Firefighters gained the upper hand against deadly wildfires across southern Europe but warned on Monday that the flames could flare up again with sizzling temperatures and strong winds forecast.
In France, Italy and Spain — the worst affected countries — most of the blazes were extinguished or under control although firefighters remained on alert.
Spain’s Interior Minister Alfredo Perez Rubalcaba said 90 percent of the country was on “maximum alert” for wildfires because of tinder-dry conditions.
“We are facing a bad day because of the heat and wind,” he told reporters.
The national weather office issued an “orange” alert, its second-highest level, for eight Spanish provinces due to scorching temperatures of up to 41 degrees Celsius (106 degrees Fahrenheit).
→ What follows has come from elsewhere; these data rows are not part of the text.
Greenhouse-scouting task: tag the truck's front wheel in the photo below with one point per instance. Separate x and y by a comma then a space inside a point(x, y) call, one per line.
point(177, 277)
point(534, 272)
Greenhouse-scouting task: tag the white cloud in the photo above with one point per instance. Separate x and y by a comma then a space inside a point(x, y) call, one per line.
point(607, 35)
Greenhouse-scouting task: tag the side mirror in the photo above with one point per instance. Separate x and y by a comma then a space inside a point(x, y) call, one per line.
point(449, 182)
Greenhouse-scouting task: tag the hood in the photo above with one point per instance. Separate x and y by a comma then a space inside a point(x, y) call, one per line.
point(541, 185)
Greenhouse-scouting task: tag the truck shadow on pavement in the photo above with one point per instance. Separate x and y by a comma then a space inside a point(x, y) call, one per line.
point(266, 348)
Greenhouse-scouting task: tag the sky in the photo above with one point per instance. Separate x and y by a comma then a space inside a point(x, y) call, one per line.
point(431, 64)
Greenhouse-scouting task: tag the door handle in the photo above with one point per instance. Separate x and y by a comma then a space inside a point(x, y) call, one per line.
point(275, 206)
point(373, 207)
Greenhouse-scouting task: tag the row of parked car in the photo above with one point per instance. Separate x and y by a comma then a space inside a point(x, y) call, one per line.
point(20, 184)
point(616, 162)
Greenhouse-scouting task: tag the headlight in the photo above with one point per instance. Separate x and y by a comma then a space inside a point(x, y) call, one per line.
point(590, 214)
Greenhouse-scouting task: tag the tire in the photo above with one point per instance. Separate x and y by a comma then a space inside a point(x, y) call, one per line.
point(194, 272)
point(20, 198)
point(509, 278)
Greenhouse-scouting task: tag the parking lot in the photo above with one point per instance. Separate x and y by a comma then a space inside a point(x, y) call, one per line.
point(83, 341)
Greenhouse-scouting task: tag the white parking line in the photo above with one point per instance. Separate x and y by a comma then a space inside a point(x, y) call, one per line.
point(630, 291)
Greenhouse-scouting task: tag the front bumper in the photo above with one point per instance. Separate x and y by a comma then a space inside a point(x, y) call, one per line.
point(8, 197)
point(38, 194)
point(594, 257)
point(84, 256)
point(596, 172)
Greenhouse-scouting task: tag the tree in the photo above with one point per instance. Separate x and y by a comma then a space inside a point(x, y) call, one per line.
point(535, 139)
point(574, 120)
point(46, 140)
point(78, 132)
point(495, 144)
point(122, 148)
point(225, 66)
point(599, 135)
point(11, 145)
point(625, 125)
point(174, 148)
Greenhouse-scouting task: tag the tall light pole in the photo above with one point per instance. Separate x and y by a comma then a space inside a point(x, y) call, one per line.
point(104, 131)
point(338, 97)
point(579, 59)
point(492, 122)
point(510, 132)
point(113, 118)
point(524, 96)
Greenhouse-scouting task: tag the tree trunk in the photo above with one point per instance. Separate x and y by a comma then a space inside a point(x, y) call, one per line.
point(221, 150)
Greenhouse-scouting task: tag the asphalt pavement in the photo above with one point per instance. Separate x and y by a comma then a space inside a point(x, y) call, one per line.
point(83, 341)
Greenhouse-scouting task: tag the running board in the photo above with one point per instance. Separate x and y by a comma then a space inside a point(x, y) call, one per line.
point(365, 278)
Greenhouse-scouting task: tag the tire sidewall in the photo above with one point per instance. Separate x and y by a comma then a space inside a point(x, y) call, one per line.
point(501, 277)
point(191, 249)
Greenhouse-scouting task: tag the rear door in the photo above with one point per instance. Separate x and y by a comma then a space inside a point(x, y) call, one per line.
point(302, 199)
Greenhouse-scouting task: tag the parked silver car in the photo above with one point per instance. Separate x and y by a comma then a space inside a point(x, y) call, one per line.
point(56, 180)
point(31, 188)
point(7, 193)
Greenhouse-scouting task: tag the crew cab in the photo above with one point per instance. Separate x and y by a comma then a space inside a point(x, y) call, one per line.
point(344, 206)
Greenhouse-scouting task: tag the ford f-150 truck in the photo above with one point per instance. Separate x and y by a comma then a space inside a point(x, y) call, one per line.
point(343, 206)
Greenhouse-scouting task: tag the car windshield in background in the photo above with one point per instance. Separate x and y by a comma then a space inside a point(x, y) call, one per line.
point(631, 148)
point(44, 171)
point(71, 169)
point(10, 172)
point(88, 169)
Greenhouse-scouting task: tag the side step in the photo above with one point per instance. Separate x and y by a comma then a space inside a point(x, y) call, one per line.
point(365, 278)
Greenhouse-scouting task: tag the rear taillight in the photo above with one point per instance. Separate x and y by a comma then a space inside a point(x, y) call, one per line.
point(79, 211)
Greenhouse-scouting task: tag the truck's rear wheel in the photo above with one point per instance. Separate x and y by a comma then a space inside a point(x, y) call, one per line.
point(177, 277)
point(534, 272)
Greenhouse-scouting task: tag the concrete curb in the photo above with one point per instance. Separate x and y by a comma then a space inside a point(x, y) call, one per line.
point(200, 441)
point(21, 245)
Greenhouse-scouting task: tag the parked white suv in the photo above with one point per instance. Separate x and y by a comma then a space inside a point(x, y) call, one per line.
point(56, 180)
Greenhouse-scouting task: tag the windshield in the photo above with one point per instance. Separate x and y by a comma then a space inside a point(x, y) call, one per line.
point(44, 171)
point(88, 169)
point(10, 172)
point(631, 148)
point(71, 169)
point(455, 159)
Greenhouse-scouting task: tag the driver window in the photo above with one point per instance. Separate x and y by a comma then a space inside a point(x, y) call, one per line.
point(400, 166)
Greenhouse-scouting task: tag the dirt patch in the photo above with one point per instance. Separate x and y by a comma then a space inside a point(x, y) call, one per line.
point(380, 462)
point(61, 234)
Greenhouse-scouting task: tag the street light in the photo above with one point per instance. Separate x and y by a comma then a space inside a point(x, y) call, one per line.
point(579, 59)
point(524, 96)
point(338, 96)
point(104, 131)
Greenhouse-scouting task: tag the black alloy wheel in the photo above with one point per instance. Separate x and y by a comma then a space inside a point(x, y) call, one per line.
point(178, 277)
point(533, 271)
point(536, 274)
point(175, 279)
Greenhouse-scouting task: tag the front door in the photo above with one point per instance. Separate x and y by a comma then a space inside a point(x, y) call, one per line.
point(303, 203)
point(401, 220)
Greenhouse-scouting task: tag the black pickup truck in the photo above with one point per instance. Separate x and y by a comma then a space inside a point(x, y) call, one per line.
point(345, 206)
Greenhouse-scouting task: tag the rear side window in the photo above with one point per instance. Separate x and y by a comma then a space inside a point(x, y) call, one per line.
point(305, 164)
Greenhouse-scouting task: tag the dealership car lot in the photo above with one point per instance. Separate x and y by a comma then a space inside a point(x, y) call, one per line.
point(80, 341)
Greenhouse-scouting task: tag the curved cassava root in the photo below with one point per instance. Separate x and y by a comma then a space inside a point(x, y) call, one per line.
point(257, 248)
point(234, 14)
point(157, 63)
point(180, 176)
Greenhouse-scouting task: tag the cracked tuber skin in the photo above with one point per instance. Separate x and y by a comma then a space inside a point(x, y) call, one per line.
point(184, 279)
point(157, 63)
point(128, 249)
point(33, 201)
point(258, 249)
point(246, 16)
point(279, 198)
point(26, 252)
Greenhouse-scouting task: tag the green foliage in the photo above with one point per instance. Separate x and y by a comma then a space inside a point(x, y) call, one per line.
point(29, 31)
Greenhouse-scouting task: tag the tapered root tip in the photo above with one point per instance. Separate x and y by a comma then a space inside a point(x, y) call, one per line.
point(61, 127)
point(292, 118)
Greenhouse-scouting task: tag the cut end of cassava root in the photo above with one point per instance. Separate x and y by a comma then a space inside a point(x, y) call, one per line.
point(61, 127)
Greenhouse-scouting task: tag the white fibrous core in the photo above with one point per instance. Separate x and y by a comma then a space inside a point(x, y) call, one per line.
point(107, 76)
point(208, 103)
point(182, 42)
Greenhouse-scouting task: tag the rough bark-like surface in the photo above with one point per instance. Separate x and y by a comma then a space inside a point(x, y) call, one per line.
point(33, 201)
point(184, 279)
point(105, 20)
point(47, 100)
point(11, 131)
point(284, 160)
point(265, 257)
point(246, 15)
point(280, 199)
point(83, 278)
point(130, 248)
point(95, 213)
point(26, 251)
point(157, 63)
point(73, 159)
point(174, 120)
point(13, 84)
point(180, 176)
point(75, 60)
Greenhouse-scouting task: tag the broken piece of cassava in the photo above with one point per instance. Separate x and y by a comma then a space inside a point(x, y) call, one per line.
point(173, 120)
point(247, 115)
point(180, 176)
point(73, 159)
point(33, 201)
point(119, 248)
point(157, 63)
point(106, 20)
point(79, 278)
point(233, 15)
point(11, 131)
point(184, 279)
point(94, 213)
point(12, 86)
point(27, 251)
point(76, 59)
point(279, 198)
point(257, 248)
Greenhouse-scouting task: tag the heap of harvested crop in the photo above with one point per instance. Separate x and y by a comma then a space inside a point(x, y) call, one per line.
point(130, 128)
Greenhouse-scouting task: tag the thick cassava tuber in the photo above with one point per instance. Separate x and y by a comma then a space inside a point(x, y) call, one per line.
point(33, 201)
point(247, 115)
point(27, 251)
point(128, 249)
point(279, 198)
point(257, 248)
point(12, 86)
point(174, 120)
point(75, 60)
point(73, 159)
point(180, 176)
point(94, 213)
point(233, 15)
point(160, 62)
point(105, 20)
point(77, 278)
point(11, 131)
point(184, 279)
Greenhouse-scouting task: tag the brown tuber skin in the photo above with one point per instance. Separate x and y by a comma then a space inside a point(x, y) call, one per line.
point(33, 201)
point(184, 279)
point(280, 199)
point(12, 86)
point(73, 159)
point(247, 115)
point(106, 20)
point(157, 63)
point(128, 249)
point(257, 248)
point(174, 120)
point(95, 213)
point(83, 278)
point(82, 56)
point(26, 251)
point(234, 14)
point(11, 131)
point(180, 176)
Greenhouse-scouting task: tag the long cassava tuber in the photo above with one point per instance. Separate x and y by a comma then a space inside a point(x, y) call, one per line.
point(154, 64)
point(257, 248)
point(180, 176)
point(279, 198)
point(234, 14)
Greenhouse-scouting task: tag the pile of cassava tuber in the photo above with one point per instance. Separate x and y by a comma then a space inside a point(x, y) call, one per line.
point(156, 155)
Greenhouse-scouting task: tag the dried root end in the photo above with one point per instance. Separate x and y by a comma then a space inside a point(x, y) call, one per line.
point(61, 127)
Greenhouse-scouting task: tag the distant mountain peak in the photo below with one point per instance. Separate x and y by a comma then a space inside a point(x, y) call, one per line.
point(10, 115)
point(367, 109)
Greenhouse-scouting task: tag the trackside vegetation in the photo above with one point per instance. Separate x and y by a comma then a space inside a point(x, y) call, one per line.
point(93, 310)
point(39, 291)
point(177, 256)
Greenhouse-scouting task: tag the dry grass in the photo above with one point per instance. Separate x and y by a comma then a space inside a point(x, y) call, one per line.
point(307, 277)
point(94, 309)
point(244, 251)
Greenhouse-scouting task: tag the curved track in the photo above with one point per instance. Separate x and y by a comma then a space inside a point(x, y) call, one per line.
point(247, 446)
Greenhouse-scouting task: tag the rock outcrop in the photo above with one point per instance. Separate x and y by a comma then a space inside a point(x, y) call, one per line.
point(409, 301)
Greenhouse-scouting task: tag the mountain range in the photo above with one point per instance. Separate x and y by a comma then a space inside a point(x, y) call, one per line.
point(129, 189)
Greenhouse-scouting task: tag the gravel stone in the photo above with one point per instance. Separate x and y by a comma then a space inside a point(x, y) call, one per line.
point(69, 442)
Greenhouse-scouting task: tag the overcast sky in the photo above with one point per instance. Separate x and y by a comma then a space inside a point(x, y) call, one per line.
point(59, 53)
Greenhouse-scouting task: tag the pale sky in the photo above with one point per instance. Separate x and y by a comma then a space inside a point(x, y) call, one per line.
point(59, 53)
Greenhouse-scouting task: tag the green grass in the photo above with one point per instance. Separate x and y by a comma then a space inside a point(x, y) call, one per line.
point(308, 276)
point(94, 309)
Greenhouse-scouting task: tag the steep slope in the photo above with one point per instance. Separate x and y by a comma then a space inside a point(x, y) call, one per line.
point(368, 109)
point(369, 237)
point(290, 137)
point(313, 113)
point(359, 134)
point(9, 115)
The continued threat posed by weather conditions was underscored near the Spanish town of Las Hurdes where a blaze thought to be under control flared up overnight due to strong winds, forcing the evacuation of over 500 people.
More than 400 firefighters backed by 13 helicopters and four planes were battling the blaze, which has so far ravaged some 500 hectares (1,200 acres) of pine forest and brush and which local officials believe was deliberately set.
“It is not possible that new flare-ups of the fire arise at the same time at three different places, nobody can understand it,” said the regional government chief of Extremadura, Guillermo Fernandez Vara.
In Greece firefighters took control of a blaze on the island of Zakynthos (Zante) that led coast guards to evacuate about 50 people from a beach late Sunday, although the region remained at risk from strong winds.
French firefighters battled a blaze which has destroyed 3,500 hectares (8,650 acres) of forest and bush since Thursday near Aullene on the Mediterranean island of Corsica.
They poured tonnes of water from aircraft and scoured vegetation from the earth to halt the advance of the flames.
“The fire has been stabilised,” but strong winds were forecast for Tuesday, fire service commander Bruno Maestracci told AFP.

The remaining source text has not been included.